Como cada año, el primer día hábil de la Feria del Libro fue protagonizado por miles de chicos vestidos con guardapolvos o uniformes escolares que, junto a sus maestros, participaron de las actividades programadas y recorrieron los rincones infantiles que los stands prepararon para alentar al contacto con los libros a estos primeros e inquietos visitantes.
En el Pabellón Azul, un centenar de escolares, sentados en el suelo con revolveres, ametralladoras, tanques de guerra en miniatura y otros juguetes bélicos aguardaban la llegada del ministro de Educación, Daniel Filmus, que minutos después arribó para presidir el lanzamiento de una campaña por la paz.
Acompañado por el músico Miguel Angel Estrella, Filmus les cambió los juguetes a los chicos por libros y útiles escolares, ante la risa nerviosa de éstos y la aprobación de las maestras que participaron del acto.
A metros nada más, un grupo de adolescentes permanecían callados y atentos a la obra de teatro "Aguero y Austria, tapa y contratapa", dirigida por Cristina Banegas, que inauguró hoy las actividades del stand de la Biblioteca Nacional.
La historia -contó a Télam Patricia Narváez, jefa de prensa de la institución- es un diálogo entre un bibliotecario viejo (interpretado por Héctor Malamud) y uno nuevo que empieza a trabajar. Ambos se ponen de acuerdo -luego de grandes discusiones- para inventariar los libros, tarea que actualmente realiza la biblioteca.
Justo al lado, sobresalía un stand ambientado como un monasterio budista, con la imagen de Buda en dorado, que de inmediato suscitó la curiosidad de los chicos. La mayoría hacia la cola para saber como se escribía su nombre en chino.
En el stand de Alfaguara, un mosaico de colores vivos servía de marco para una animada tertulia infantil, ya que la editorial puso una pila de libros para que los chicos se entretuvieran leyendo. Florencia Barreto, de 10 años, dijo que era la única de todos que leía "relatos de amor.

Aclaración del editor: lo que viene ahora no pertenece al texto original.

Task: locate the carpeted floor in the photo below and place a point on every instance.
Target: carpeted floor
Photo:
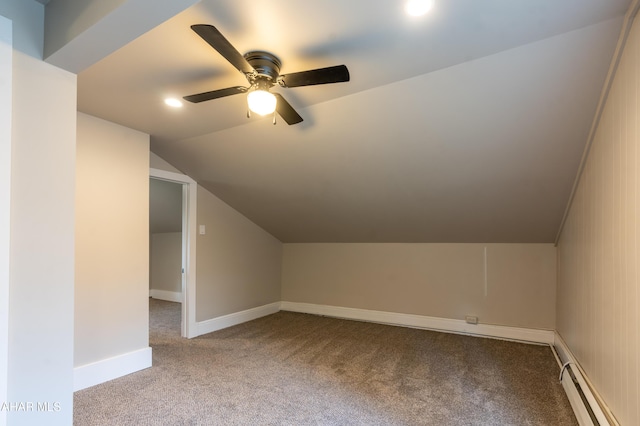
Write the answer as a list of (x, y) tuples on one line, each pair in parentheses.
[(297, 369)]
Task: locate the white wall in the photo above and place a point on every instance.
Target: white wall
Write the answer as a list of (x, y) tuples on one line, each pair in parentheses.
[(437, 280), (43, 126), (6, 65), (598, 258), (239, 264), (166, 262), (112, 241)]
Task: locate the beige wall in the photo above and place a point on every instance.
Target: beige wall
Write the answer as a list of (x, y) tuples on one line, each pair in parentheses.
[(166, 262), (6, 70), (238, 263), (112, 240), (41, 224), (598, 258), (157, 162), (439, 280)]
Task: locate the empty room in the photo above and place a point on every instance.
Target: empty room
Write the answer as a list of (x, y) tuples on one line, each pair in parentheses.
[(367, 212)]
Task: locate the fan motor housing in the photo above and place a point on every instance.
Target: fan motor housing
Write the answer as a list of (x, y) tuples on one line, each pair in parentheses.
[(265, 63)]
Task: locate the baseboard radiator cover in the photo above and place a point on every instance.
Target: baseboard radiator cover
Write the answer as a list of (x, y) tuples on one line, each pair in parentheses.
[(588, 406)]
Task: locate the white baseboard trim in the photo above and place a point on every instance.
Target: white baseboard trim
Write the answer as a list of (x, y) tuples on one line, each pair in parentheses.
[(215, 324), (98, 372), (429, 323), (579, 408), (169, 296)]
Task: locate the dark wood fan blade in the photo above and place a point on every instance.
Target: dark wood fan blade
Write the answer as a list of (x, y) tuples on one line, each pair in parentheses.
[(215, 94), (335, 74), (286, 111), (211, 35)]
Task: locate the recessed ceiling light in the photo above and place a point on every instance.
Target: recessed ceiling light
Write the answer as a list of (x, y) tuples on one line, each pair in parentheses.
[(173, 102), (418, 7)]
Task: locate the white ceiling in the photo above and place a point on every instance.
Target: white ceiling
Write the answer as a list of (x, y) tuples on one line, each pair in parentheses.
[(466, 125)]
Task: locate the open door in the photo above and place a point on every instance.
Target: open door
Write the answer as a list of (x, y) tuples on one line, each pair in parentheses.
[(188, 247)]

Fijate a todos les gustan las historias de terror", acotó.
En el espacio joven, los más grandes habían desbordado la capacidad de la sala de computación, en tanto otros se interesaban por los proyectos científicos, que anualmente reciben un premio en la Feria de Ciencia, a nivel provincial y nacional.
Maricela Maravilla y Natalia Santibáñez, estudiantes de la Escuela Padre Jose Durando de la provincia de La Pampa, mostraron por internet a Télam su trabajo, "Paraíso perdido, corales de Puelén", que recibió uno de los premios principales.

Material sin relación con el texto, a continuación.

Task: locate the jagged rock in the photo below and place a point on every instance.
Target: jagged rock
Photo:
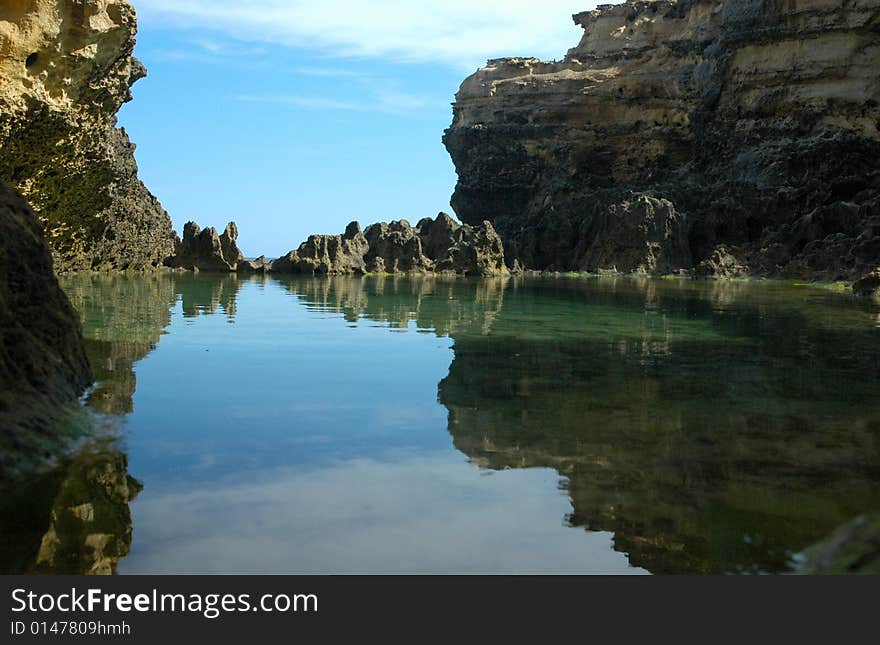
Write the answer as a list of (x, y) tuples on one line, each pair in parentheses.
[(65, 70), (853, 549), (640, 235), (724, 262), (867, 285), (440, 245), (438, 236), (395, 248), (759, 122), (462, 249), (260, 265), (327, 255), (43, 362), (207, 251)]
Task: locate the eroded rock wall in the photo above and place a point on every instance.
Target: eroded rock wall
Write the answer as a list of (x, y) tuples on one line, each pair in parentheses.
[(43, 361), (679, 131), (66, 67)]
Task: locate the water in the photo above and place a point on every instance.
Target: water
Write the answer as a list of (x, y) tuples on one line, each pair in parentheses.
[(391, 425)]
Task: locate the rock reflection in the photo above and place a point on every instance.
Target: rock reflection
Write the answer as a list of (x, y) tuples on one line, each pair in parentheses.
[(72, 520), (441, 305), (701, 454)]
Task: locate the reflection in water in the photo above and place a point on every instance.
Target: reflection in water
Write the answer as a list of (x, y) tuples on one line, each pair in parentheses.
[(709, 431), (696, 427), (74, 519)]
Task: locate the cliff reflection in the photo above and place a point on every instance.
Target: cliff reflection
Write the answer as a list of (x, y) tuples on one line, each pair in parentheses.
[(72, 520), (725, 445)]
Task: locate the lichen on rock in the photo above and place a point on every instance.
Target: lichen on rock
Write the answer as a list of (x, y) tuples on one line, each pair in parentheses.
[(756, 121), (43, 363)]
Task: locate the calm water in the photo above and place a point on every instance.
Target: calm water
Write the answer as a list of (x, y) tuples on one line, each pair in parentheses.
[(424, 425)]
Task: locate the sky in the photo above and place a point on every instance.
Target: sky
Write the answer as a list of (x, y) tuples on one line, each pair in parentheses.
[(296, 117)]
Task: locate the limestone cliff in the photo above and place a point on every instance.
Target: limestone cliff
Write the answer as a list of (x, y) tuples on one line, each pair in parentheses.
[(43, 361), (729, 136), (66, 67)]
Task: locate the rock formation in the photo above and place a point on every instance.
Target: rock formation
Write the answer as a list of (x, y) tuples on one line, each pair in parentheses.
[(434, 246), (738, 136), (207, 251), (43, 362), (66, 67), (867, 285)]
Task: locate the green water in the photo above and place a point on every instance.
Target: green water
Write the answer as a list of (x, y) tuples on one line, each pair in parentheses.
[(388, 425)]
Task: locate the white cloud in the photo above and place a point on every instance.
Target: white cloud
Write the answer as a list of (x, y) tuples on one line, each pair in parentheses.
[(462, 33)]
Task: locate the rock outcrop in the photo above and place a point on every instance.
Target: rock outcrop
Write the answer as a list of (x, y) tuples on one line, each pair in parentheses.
[(43, 361), (738, 136), (74, 519), (433, 246), (207, 251), (66, 67), (867, 285)]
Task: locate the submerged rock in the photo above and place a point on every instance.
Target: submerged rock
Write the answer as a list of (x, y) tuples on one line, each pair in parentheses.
[(43, 362), (65, 70), (744, 125), (867, 285), (205, 250), (327, 255)]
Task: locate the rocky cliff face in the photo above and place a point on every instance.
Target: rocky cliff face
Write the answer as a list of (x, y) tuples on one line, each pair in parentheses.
[(43, 362), (66, 67), (735, 136)]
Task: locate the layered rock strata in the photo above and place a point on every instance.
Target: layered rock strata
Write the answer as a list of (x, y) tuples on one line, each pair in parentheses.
[(736, 137), (43, 361), (66, 67)]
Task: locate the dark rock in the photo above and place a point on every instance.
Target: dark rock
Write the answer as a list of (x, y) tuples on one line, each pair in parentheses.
[(687, 106), (724, 262), (853, 549), (43, 363), (868, 285)]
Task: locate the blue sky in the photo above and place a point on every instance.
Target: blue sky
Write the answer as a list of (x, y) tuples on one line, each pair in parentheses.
[(294, 117)]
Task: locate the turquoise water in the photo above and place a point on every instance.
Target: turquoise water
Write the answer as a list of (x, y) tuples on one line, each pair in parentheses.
[(392, 425)]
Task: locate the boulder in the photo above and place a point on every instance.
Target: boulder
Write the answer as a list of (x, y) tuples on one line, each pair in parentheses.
[(43, 363)]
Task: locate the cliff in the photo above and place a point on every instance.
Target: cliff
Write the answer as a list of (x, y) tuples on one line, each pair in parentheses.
[(730, 137), (66, 67), (43, 361)]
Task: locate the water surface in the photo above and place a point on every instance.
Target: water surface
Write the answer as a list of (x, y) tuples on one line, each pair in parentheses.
[(392, 425)]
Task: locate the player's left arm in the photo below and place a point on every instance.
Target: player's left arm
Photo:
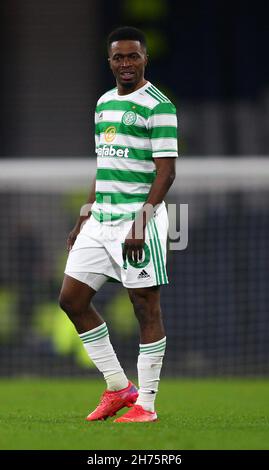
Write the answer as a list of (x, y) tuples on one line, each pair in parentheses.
[(165, 175)]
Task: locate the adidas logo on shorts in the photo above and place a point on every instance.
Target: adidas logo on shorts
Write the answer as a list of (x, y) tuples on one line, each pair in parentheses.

La investigación cuenta la historia de un arrecife de 65.000.000 de antiguedad, que se encuentra en La Pampa. "Es un arrecife único en el mundo que nosotros analizamos y compararmos con otros actuales que estan ubicados en la isla de Cabo Verde, en Africa", resumió Natalia.
En el stand de Ctera una talla tamaño natural de un chico sentado en un pupitre leyendo "Los derechos del niño", llamaba la atención de los pequeños visitantes que se acercaban para recibir información y llevarse una lámina donde se ve a un montón de chicos en diversos escenarios realizando todo tipo de tarea impropia para su edad. "Erradicando el trabajo infantil garantizamos a los niños y las niñas el derecho a vivir una infancia feliz", es su título.
Las madres de Plaza de Mayor en su stand, repartían una "carta a nuestros hijos...", en medio de un nutrido grupo de jóvenes que se acercaban a dialogar con ellas.
El tema de la preocupación por el medio ambiente, está subrayado en esta Feria por unos recolectores de basura distribuidos por la organización Greenpeace a lo largo de los pasillos, para que la gente tire y discrimine entre papel y vidrio.
Una iniciativa que ya tiene defensores, como una chica que esta tarde le recriminaba a su grupo -señalando uno de los tachos- el hacer caso omiso de las indicaciones.
Un bullicioso conjunto de pequeños, entre los 8 y 10 años, hacían cola en el sector infantil para asistir a una obra de títeres o para las narraciones de cuentos.
La narradora Fernanda Cantarella, mientras se aprestaba a leer un cuento de Borges, "De los dos reyes y los dos laberintos" (El Aleph), mencionó a Télam que "a todos les gusta mucho que le cuenten una historia. Todos los días -y esto nos pasa todos los años- tenemos un lleno completo en cada función.
Por último la maestra Angelica Dietz de la escuela Nro 17 de Avellaneda indicó que por cada diez alumnos hay un maestro, "porque sino es imposible venir a la Feria. Acá los chicos se enloquecen, quieren ver, tocar, leer y participar de todo", dijo con una sonrisa de resignación.